Une maladie rare l’emporte à 37 ans

Arthur Rimbaud avait cessé d’écrire des poésies quinze ans plus tôt…

Une rhumatologue expliquait qu’en dix années de carrière, elle n’avait été confrontée qu’une seule fois à la synovite villonodulaire. C’est une maladie rarissime qui a entraîné la mort, à 37 ans, du poète Arthur Rimbaud.

Poète ? Il ne l’était plus depuis de nombreuses années. Son œuvre littéraire est, dans son entièreté, une œuvre de jeunesse. Ses derniers poèmes, ceux de la compilation Les illuminations, datent de 1875. Il avait alors 21 ans. C’était quinze ans avant sa mort.

Déjà à ce moment-là, sa liaison avec Paul Verlaine, celle qui a fait tellement scandale, est terminée depuis longtemps. Depuis qu’à Bruxelles, le 10 juillet 1873, Verlaine avait tiré deux coups de feu dans sa direction. Rimbaud avait alors 18 ans.
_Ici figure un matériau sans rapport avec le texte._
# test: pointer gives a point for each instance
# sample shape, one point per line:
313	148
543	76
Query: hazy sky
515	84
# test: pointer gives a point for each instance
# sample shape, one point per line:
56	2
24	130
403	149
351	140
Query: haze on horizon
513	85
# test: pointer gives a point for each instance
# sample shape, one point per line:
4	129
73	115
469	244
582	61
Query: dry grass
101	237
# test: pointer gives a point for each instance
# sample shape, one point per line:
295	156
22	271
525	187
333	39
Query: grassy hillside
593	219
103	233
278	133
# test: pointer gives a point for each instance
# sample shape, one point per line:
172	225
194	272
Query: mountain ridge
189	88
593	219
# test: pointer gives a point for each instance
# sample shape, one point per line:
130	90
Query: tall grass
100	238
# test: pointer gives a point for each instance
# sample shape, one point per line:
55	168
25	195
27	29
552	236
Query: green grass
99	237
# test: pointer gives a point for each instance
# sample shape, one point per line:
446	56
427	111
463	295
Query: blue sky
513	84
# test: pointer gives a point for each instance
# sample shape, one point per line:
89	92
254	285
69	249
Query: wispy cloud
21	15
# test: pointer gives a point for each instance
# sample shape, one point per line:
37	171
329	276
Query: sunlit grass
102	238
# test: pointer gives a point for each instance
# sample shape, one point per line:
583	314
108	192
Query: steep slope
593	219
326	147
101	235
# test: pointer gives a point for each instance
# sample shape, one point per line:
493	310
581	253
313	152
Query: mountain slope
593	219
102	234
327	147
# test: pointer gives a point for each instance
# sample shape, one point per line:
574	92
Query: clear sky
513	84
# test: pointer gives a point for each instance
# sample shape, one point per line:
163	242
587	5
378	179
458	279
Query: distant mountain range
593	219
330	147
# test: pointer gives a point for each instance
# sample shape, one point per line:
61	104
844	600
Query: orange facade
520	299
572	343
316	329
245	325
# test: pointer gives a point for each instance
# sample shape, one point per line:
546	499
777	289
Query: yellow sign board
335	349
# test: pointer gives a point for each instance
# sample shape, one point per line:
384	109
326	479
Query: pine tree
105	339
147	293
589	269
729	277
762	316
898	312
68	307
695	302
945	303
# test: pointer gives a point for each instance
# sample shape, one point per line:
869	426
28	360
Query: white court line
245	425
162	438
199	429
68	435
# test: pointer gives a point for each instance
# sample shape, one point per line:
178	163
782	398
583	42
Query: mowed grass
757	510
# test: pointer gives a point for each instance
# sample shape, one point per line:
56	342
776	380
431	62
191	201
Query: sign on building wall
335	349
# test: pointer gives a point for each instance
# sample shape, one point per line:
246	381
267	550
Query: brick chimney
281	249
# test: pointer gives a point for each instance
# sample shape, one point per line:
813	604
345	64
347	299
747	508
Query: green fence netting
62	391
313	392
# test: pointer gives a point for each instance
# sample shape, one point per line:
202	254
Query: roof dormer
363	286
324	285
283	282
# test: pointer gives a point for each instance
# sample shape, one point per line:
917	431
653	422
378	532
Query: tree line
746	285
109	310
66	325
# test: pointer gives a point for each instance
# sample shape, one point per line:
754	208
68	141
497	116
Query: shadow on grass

La vie d’Arthur Rimbaud s’est vraiment divisée en deux blocs. Celui de ses scandales et de ses poèmes qui s’achève lorsqu’il a 21 ans. Il faut dire qu’à cette époque, la poésie ne lui a rien rapporté sinon l’admiration sans borne de ses pairs.

Ensuite, son destin l’entraîne dans une vie d’aventures et de voyages. En Europe, de 1875 à 1880. À Aden et en Éthiopie pendant les dix dernières années de sa vie.

Après l’incident, des coups de feu de Bruxelles, Rimbaud s’était enfermé dans une ferme que sa famille possédait à Roche, dans les Ardennes françaises, et il y avait achevé le recueil que l’on connaît sous le titre Une saison en enfer.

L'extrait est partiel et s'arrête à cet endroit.